Отец всякий раз отправлял Йойне домой, чтобы тот пришел, когда протрезвеет. Однажды он таки развелся, но не с женой, а с мужчиной, и притом бородатым…
Это случилось на обрезании его внука. Сын Йойне, служивший лесным сторожем у Элиезера Фальца, справлял обрезание. Дело было зимой, в морозный день, и хозяин праздника послал крестьянина на санях за моим отцом и моелем, реб Генехлом-шойхетом. Я попросился с ними, и отец взял меня с собой в лес. Крестьянин укрыл своих седоков соломой и погнал лошадей по смерзшемуся снегу, глубиной не меньше локтя. Мороз был жгучий. Усы мужика превратились в ледышки. Из лошадиных ноздрей свисали сосульки. Пар, валивший изо рта, мгновенно замерзал. Генехл-шойхет, маленький человечек с маленькой бородкой, все время охал:
— Холодно, ребе, холодно… Холодно…
Отец уговаривал:
— На обрезании согреетесь, реб Генехл. И потом, вам ведь заплатят за труды.

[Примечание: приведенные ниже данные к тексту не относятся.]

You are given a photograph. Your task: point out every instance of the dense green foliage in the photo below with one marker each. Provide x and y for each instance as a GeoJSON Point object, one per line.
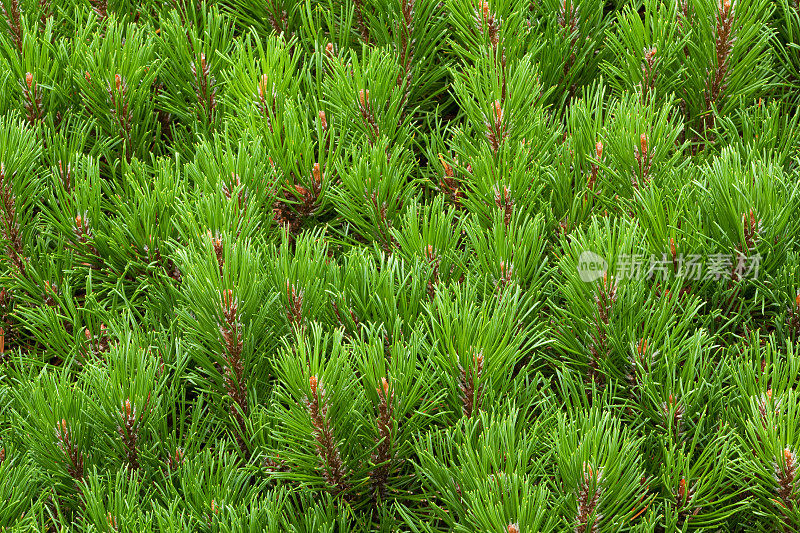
{"type": "Point", "coordinates": [399, 265]}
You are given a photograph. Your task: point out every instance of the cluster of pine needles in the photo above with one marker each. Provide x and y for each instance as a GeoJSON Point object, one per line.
{"type": "Point", "coordinates": [412, 266]}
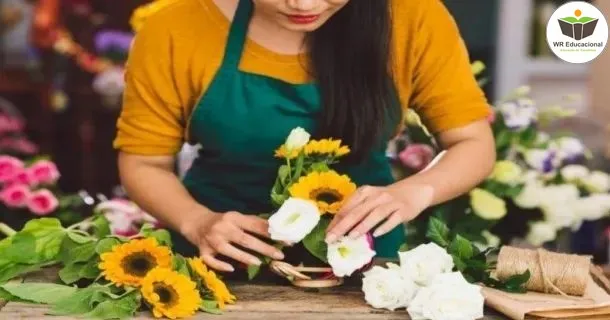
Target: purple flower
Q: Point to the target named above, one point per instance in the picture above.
(107, 40)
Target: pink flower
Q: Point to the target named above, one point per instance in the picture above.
(9, 167)
(22, 177)
(491, 118)
(44, 172)
(42, 202)
(416, 156)
(15, 196)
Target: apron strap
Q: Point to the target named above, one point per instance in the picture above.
(238, 34)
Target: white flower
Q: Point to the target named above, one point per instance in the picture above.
(593, 207)
(297, 138)
(518, 115)
(388, 288)
(425, 262)
(543, 160)
(449, 297)
(294, 220)
(530, 196)
(597, 182)
(347, 255)
(540, 233)
(574, 173)
(569, 148)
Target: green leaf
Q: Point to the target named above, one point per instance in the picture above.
(163, 237)
(72, 251)
(13, 270)
(314, 241)
(22, 248)
(459, 263)
(106, 245)
(122, 308)
(461, 248)
(101, 227)
(438, 232)
(79, 238)
(210, 306)
(47, 293)
(253, 271)
(70, 273)
(180, 265)
(298, 169)
(78, 303)
(90, 270)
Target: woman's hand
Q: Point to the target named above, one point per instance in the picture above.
(219, 233)
(371, 206)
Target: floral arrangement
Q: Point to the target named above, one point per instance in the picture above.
(307, 193)
(105, 276)
(437, 280)
(540, 185)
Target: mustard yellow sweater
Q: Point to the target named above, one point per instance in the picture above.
(179, 49)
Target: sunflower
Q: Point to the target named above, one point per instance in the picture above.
(170, 294)
(129, 263)
(326, 147)
(219, 289)
(328, 189)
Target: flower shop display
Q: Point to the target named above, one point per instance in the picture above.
(105, 276)
(540, 186)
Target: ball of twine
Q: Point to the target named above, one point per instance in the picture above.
(557, 273)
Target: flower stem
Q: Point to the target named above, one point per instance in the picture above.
(8, 231)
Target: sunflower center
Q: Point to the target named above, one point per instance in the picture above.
(167, 295)
(139, 263)
(326, 195)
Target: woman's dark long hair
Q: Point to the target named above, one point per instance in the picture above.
(350, 57)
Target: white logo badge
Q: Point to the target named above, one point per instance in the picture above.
(577, 32)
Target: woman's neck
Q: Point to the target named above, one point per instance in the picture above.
(265, 31)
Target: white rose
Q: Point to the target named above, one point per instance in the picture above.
(597, 182)
(570, 148)
(518, 115)
(449, 297)
(561, 215)
(425, 262)
(593, 207)
(297, 138)
(544, 161)
(574, 173)
(530, 195)
(541, 233)
(388, 288)
(294, 220)
(347, 255)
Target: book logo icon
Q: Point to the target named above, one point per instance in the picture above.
(577, 32)
(578, 27)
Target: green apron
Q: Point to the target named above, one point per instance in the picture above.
(239, 122)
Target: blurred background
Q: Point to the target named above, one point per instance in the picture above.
(61, 82)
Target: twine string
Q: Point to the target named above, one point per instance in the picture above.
(562, 274)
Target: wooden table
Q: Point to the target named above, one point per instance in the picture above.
(262, 302)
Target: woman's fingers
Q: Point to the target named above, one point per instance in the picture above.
(392, 222)
(247, 241)
(353, 217)
(374, 218)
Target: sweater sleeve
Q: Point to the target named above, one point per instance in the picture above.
(151, 121)
(445, 91)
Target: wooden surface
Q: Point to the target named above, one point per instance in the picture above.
(262, 302)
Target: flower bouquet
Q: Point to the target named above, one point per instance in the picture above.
(307, 193)
(105, 276)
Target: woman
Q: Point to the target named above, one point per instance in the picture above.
(237, 75)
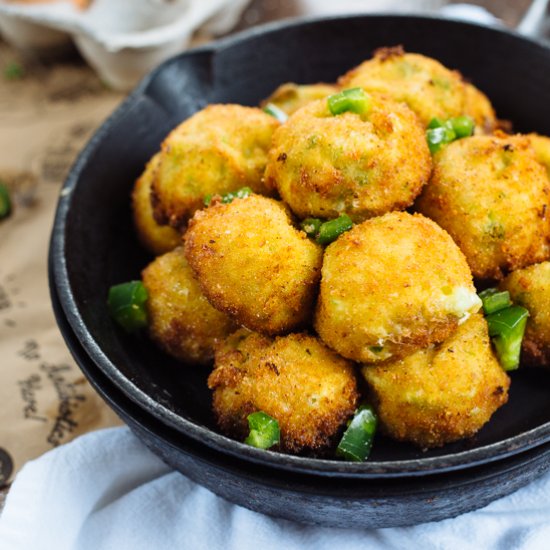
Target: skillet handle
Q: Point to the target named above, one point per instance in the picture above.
(531, 24)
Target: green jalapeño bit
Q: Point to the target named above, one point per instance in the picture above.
(463, 126)
(354, 100)
(242, 193)
(264, 431)
(311, 226)
(5, 202)
(441, 132)
(493, 300)
(331, 230)
(437, 137)
(506, 328)
(274, 111)
(226, 198)
(356, 443)
(126, 303)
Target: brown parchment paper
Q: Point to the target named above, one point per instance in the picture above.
(45, 119)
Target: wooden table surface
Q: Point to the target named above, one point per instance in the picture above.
(261, 11)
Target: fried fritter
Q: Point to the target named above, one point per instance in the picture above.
(443, 393)
(253, 264)
(493, 197)
(541, 145)
(310, 390)
(290, 97)
(181, 321)
(424, 84)
(390, 286)
(362, 165)
(156, 238)
(530, 288)
(219, 149)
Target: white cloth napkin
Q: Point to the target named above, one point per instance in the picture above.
(105, 490)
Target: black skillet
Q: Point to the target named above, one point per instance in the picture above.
(93, 245)
(308, 498)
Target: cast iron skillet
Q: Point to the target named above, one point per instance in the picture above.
(331, 502)
(93, 245)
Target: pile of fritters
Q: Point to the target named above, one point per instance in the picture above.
(388, 312)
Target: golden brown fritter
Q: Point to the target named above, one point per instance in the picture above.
(424, 84)
(530, 288)
(181, 321)
(253, 264)
(362, 165)
(493, 197)
(443, 393)
(156, 238)
(290, 97)
(219, 149)
(541, 145)
(390, 286)
(310, 390)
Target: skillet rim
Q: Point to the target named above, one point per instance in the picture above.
(61, 281)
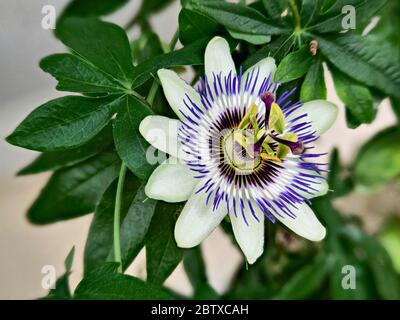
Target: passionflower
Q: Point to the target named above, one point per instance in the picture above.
(240, 150)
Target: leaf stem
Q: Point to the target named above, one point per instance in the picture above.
(122, 174)
(117, 217)
(296, 14)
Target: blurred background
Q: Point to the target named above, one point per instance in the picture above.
(25, 249)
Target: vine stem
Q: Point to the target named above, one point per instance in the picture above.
(122, 174)
(296, 14)
(117, 216)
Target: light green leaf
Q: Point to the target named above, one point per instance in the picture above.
(130, 144)
(162, 252)
(74, 191)
(251, 38)
(64, 123)
(59, 159)
(236, 17)
(77, 75)
(313, 87)
(191, 54)
(90, 8)
(102, 44)
(105, 284)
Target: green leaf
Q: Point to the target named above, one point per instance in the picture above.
(362, 60)
(105, 284)
(162, 253)
(236, 17)
(74, 191)
(64, 123)
(135, 226)
(331, 20)
(379, 159)
(59, 159)
(275, 8)
(130, 144)
(356, 97)
(251, 38)
(395, 102)
(147, 45)
(305, 281)
(294, 65)
(196, 271)
(194, 25)
(99, 242)
(192, 54)
(77, 75)
(136, 213)
(90, 8)
(310, 9)
(102, 44)
(313, 87)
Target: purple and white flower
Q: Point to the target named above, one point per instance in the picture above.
(244, 152)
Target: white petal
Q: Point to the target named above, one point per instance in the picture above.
(322, 114)
(197, 220)
(264, 67)
(162, 133)
(218, 59)
(250, 237)
(175, 90)
(171, 181)
(305, 224)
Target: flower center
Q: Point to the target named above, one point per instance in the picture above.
(249, 143)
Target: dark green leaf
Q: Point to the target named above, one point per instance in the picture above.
(331, 20)
(99, 242)
(363, 61)
(305, 281)
(192, 54)
(395, 102)
(102, 44)
(64, 123)
(275, 8)
(77, 75)
(236, 17)
(135, 226)
(379, 159)
(356, 97)
(147, 45)
(313, 87)
(59, 159)
(130, 145)
(162, 253)
(106, 284)
(74, 191)
(194, 25)
(294, 65)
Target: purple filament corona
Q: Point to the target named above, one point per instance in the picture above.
(275, 188)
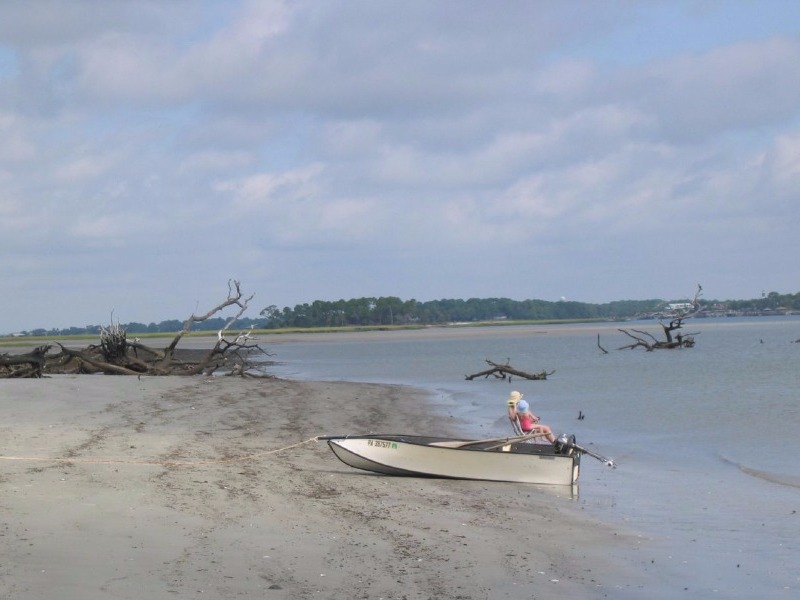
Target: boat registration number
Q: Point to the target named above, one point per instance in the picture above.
(381, 444)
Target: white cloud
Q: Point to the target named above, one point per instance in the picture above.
(338, 145)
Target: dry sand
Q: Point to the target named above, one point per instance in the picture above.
(185, 488)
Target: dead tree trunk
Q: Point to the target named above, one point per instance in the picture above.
(680, 340)
(117, 355)
(506, 371)
(29, 365)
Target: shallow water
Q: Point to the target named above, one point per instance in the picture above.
(706, 438)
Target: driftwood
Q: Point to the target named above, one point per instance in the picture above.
(506, 371)
(647, 341)
(117, 355)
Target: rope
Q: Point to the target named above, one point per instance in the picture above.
(157, 463)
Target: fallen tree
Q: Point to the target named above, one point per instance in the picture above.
(117, 355)
(649, 342)
(506, 371)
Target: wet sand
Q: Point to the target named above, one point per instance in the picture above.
(128, 488)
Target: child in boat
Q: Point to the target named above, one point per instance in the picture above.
(519, 411)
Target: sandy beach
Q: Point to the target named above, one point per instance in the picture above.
(129, 488)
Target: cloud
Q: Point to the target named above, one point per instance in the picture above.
(410, 148)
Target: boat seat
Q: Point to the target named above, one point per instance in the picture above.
(518, 431)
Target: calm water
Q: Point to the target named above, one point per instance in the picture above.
(706, 438)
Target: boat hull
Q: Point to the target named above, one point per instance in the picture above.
(421, 457)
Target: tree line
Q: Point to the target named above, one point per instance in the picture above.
(391, 310)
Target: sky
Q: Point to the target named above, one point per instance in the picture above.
(152, 151)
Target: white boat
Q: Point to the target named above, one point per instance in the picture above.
(513, 459)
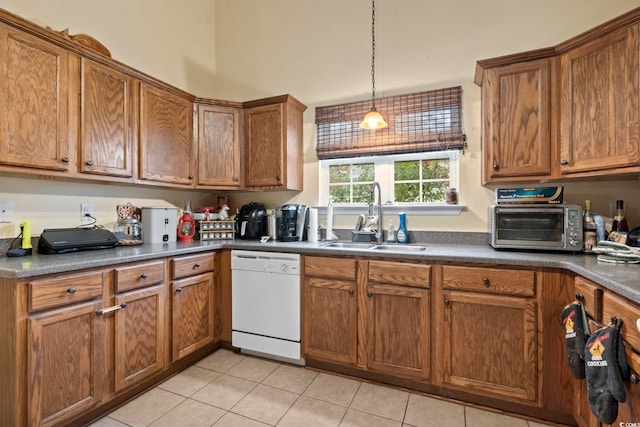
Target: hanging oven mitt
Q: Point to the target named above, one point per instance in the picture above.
(576, 332)
(606, 369)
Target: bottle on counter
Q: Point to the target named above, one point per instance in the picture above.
(391, 233)
(619, 226)
(589, 230)
(402, 235)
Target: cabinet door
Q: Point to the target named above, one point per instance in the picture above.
(218, 146)
(395, 330)
(109, 121)
(33, 112)
(166, 137)
(66, 363)
(489, 345)
(192, 314)
(329, 320)
(264, 139)
(140, 342)
(599, 104)
(517, 121)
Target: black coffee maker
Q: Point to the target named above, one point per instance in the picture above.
(292, 221)
(251, 221)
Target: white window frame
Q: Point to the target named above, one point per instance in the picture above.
(383, 167)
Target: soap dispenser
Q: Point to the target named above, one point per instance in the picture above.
(402, 235)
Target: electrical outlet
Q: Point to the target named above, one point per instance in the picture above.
(86, 212)
(6, 211)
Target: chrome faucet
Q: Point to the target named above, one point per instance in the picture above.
(375, 185)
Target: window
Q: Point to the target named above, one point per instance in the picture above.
(415, 159)
(405, 179)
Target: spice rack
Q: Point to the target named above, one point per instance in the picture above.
(215, 230)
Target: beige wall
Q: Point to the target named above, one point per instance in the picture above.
(320, 53)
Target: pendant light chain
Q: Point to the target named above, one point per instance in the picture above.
(373, 55)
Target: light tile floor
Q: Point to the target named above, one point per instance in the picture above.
(227, 389)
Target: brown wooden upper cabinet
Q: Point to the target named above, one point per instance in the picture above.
(109, 121)
(273, 143)
(565, 111)
(599, 104)
(516, 105)
(166, 138)
(218, 146)
(34, 88)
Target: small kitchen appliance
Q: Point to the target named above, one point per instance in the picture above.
(541, 227)
(160, 224)
(251, 221)
(292, 221)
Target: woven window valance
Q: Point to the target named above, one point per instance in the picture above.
(418, 122)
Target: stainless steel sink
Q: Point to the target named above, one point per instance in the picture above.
(348, 245)
(399, 248)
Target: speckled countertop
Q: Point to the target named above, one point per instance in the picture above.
(623, 279)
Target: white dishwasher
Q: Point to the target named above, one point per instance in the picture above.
(265, 303)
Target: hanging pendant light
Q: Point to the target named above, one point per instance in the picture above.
(373, 120)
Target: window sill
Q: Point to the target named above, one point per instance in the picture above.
(432, 209)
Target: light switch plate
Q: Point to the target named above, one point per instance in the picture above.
(6, 211)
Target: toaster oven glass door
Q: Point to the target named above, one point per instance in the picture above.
(543, 228)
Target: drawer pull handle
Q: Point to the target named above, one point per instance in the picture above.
(110, 309)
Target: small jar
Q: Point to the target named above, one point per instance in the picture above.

— Да какое там заплатят, смех один, — вздыхал реб Генехл.
Он вечно вздыхал, этот реб Генехл. Когда он резал корову, то говорил, что это коровенка. Когда резал гуся — говорил, что это куренок. Когда ему платили рубль, он говорил, что заработал злотый.
— Смех один, ребе, смех один, — любил он вздыхать, чтобы не пришлось платить раввину процент с выручки за убой, как того требовала община.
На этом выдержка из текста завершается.